Liberal versus restrictive fluid administration to improve recovery after laparoscopic cholecystectomy: a randomized, double-blind study.

Department of Surgical Gastroenterology, Hvidovre University Hospital, Hvidovre, Denmark.
Annals of Surgery (Impact Factor: 7.19). 12/2004; 240(5):892-9. DOI: 10.1097/01.sla.0000143269.96649.3b
Source: PubMed

ABSTRACT The objective of this study was to investigate the effects of 2 levels of intraoperative fluid administration on perioperative physiology and outcome after laparoscopic cholecystectomy.
Intraoperative fluid administration is variable as a result of limited knowledge of physiological and clinical effects of different fluid substitution regimens.
In a double-blind study, 48 ASA I-II patients undergoing laparoscopic cholecystectomy were randomized to 15 mL/kg (group 1) or 40 mL/kg (group 2) intraoperative administration of lactated Ringer's solution (LR). All other aspects of perioperative management as well as preoperative fluid status were standardized. Primary outcome parameters were assessed repeatedly for the first 24 postoperative hours and included pulmonary function (spirometry), exercise capacity (submaximal treadmill test), cardiovascular hormonal responses, balance function, pain, nausea and vomiting, recovery, and hospital stay.

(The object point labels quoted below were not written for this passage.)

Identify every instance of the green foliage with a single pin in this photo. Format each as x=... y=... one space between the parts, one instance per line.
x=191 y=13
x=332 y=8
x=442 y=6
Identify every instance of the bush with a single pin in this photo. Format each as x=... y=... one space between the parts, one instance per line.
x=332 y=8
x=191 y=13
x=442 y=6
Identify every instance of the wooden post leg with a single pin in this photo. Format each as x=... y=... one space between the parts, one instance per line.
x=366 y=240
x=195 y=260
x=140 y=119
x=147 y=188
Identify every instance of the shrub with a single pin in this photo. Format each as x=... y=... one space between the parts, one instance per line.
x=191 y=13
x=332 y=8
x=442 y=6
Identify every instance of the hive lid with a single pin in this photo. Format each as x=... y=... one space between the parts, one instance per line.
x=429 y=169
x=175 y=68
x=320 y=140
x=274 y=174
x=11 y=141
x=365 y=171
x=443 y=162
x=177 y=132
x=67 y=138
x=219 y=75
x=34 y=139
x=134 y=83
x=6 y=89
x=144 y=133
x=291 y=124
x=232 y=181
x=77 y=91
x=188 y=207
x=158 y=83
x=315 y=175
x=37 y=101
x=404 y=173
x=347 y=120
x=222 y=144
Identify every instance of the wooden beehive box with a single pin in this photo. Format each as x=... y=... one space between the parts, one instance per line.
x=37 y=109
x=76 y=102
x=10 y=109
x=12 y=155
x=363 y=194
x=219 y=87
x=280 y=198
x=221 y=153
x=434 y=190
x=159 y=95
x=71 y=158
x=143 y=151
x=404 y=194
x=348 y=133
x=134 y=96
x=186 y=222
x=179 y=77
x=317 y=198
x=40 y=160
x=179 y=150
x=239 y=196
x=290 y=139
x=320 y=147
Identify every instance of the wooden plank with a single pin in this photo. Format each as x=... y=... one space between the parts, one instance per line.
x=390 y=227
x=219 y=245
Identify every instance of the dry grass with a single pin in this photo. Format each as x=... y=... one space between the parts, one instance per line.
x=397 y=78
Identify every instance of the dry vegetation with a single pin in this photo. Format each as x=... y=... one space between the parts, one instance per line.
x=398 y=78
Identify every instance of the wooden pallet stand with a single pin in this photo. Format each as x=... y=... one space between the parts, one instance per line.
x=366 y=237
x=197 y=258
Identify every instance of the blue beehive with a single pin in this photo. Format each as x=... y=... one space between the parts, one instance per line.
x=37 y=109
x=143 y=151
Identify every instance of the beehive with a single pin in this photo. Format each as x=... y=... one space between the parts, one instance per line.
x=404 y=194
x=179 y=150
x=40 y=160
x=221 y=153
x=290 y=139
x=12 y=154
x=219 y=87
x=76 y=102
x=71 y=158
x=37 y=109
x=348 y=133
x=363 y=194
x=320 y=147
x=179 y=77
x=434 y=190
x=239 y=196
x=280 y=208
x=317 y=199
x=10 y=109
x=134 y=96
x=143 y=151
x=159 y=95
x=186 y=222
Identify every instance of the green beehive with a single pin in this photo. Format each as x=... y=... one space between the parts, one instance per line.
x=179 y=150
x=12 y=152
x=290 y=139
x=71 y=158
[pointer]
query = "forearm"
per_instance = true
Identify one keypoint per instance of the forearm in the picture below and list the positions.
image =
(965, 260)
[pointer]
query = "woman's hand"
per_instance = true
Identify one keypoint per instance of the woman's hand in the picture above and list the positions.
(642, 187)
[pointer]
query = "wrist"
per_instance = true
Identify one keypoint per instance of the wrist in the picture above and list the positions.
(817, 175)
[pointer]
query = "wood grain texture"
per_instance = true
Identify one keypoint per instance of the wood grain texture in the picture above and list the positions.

Intraoperative administration of 40 mL/kg compared with 15 mL/kg LR led to significant improvements in postoperative pulmonary function and exercise capacity and a reduced stress response (aldosterone, antidiuretic hormone, and angiotensin II). Nausea, general well-being, thirst, dizziness, drowsiness, fatigue, and balance function were also significantly improved, as well as significantly more patients fulfilled discharge criteria and were discharged on the day of surgery with the high-volume fluid substitution.
Intraoperative administration of 40 mL/kg compared with 15 mL/kg LR improves postoperative organ functions and recovery and shortens hospital stay after laparoscopic cholecystectomy.